Eagle Creek also modified the panel in each airplane with Garmin GTN750 and 650 flight management systems, and standardized the autopilots with S-TEC 2100s.
Planning the Ferry Flight
Hunter made several trips to the U.S. to work with Eagle Creek and Naples Jet, and to monitor progress of the work. He also spent considerable time planning the 7,700-nmi flights to ferry each of the Twin Commanders back to Samoa.
The first 690B was finished in February of this year. Hunter departed Naples for Merced, California, where Gateway Air Center’s Tom Lopes installed a 500-gallon fuselage bladder tank. The ferry tank essentially doubled the Commander’s fuel capacity, which gave Hunter enough fuel plus reserves for the eight-hour leg to Hawaii. He had to wait in California for a week for 60-80-knot Pacific headwinds to die down to about 20 knots. Hunter and Lopes departed Merced on a Sunday and reached Hawaii without a problem.
Once there, Lopes replaced the bladder tank with a smaller aluminum tank for the remainder of the ferry flight. After signing Hunter off for the remainder of the flight to Samoa with the ferry tanks, Lopes returned to California with the bladder tank, and Hunter launched on a four-hour leg to Christmas Island. He was there only briefly to refuel, and after using the new HF in the Commander to pick up a clearance from San Francisco, he took off for Samoa.
The final three hours of the five-hour flight were spent at 28,000 feet in the clouds, with turbulence and occasional moderate icing, all associated with the outer bands of a cyclone far south of Samoa. Aircraft separation was provided first by San Francisco, then Auckland, New Zealand controllers, based on Hunter’s position reports using HF voice communications. “There isn’t much traffic out there, especially below 30,000 feet,” Hunter says.

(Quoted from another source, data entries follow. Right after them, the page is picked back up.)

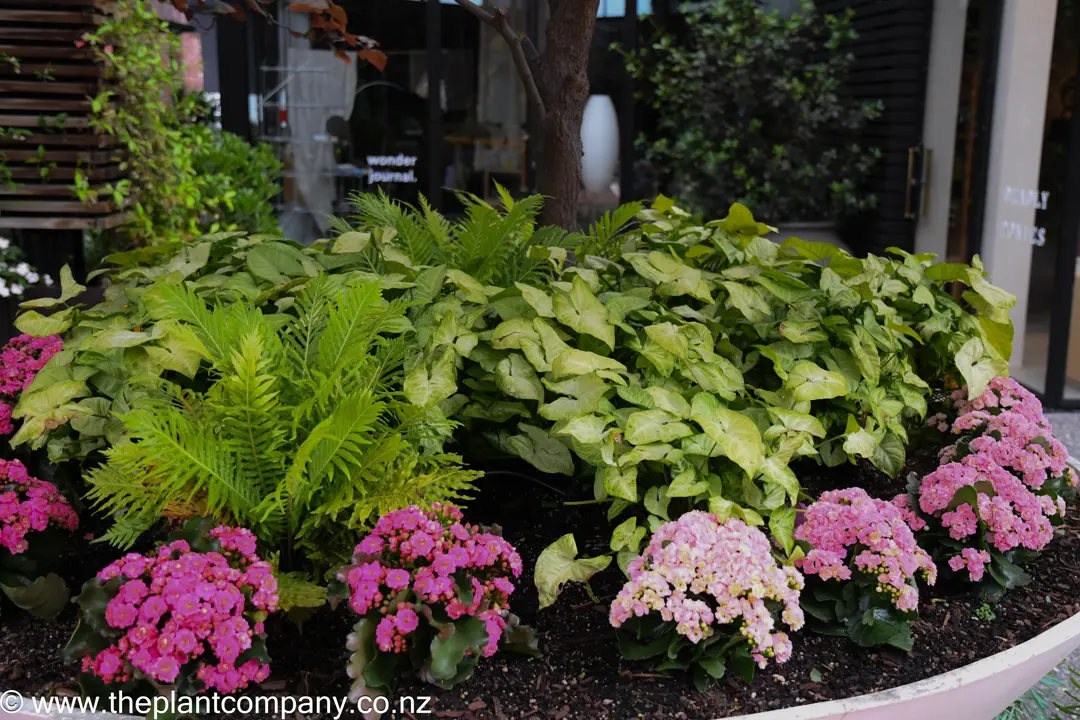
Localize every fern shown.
[580,202,644,259]
[336,191,574,287]
[86,280,476,578]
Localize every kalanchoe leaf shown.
[0,572,69,620]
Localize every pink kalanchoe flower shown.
[338,504,522,669]
[77,527,278,693]
[608,511,804,667]
[0,335,64,435]
[795,488,937,612]
[0,460,79,555]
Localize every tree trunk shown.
[536,0,599,230]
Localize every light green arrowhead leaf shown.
[843,427,877,459]
[645,386,690,419]
[784,361,848,403]
[599,465,637,503]
[330,230,372,255]
[534,534,611,610]
[514,283,555,317]
[507,423,573,475]
[611,517,645,553]
[768,406,825,438]
[623,410,693,445]
[404,349,458,408]
[555,415,607,445]
[551,348,626,378]
[645,323,690,358]
[446,269,487,305]
[721,281,772,323]
[498,353,543,403]
[18,266,86,310]
[761,456,800,504]
[690,393,765,477]
[872,431,907,477]
[769,506,795,555]
[554,275,615,350]
[15,308,75,338]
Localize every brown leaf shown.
[356,49,387,72]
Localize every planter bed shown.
[0,456,1080,720]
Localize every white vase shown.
[581,95,619,192]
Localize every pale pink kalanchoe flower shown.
[0,335,64,435]
[82,526,278,693]
[0,460,79,555]
[338,503,522,657]
[795,488,937,612]
[948,547,990,583]
[608,511,804,668]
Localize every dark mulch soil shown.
[0,453,1080,720]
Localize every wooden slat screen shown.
[0,0,126,230]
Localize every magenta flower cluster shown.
[795,488,937,612]
[609,511,804,668]
[82,527,278,693]
[0,460,79,555]
[0,335,64,435]
[338,503,522,657]
[918,378,1077,582]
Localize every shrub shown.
[627,0,881,222]
[894,378,1078,589]
[79,277,478,578]
[795,488,937,650]
[333,504,522,695]
[75,0,282,245]
[0,460,79,557]
[404,199,1013,598]
[65,524,278,694]
[609,512,804,684]
[0,335,64,435]
[0,236,53,298]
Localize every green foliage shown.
[627,0,880,222]
[405,199,1013,600]
[0,528,69,620]
[799,573,916,652]
[342,185,580,286]
[81,0,281,245]
[77,278,477,569]
[190,126,284,234]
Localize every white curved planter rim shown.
[739,614,1080,720]
[8,614,1080,720]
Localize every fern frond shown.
[84,464,165,549]
[116,408,262,519]
[351,466,483,528]
[275,393,386,529]
[582,202,644,260]
[319,283,382,373]
[210,330,287,497]
[350,190,442,264]
[284,275,337,376]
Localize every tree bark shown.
[456,0,599,230]
[535,0,599,230]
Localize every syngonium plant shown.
[404,199,1014,604]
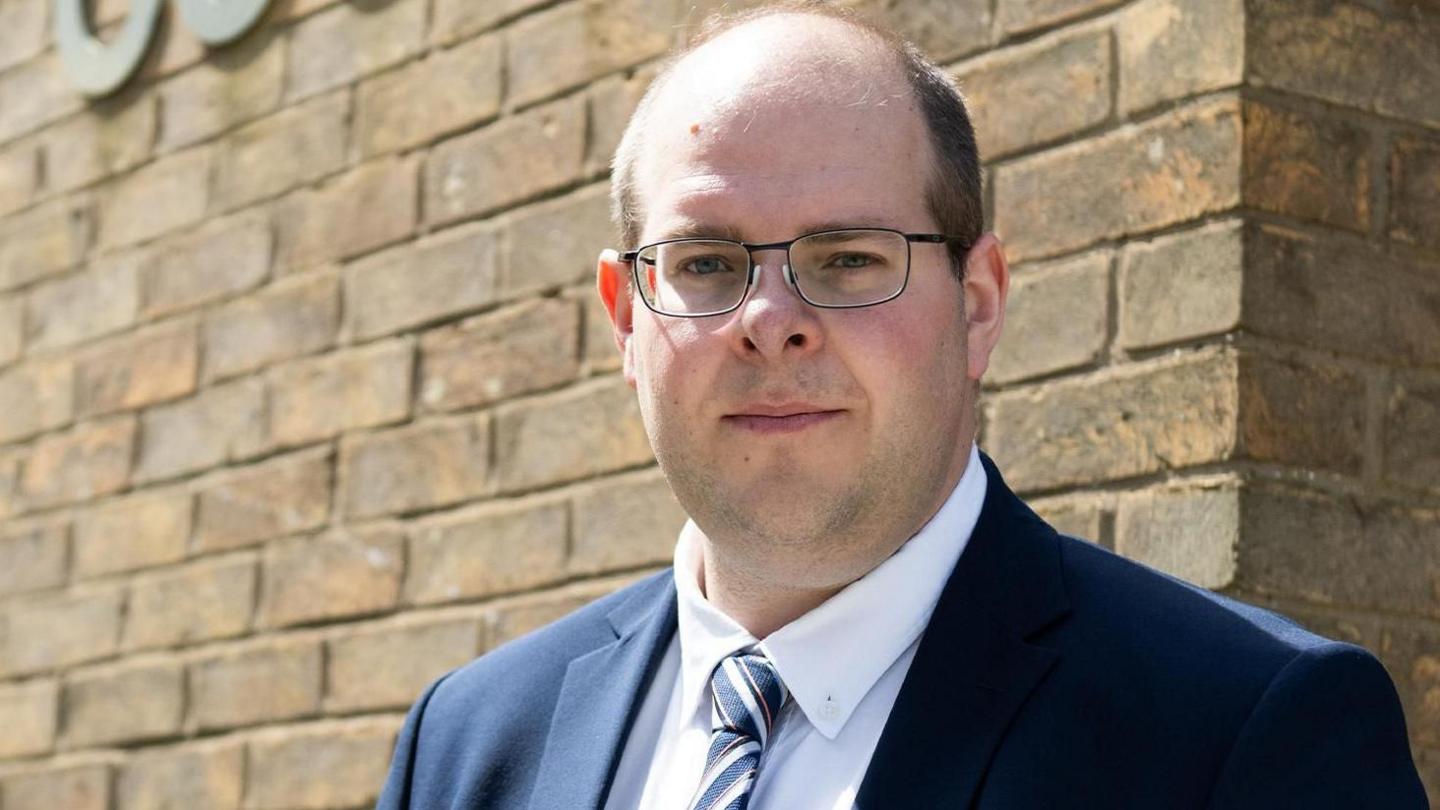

After arriving Samoa, Hunter began the process of having the Commander—the first-ever to be based on Samoa—inspected by local aviation officials for airworthiness certification. He also had to get an air operators certificate, which involved proving runs to his planned destinations. One last hurdle was obtaining an FAA Air Carrier certificate because he would be offering scheduled service into and out of American Samoa. The extensive logbook and maintenance records that Eagle Creek organized for Hunter helped speed the process, and the necessary approvals were issued.
The second ferry went much like the first. Hunter again waited in Merced for just over a week for Pacific headwinds to calm down, and when they did, “it was still howling but all crosswind,” he says. With no fuel available in Christmas this time, he kept the big fuel bladder tank installed and continued to Samoa the next day with slight tailwinds—an eight-hour-plus flight.
At press time the second 690B Commander was undergoing Samoan registration and airworthiness certification. Hunter had been awarded the local Aircraft Operators Certificate, which paves the way for FAA foreign operation specifications. Both airplanes are to be painted in Talofa Airways livery before scheduled service will begin.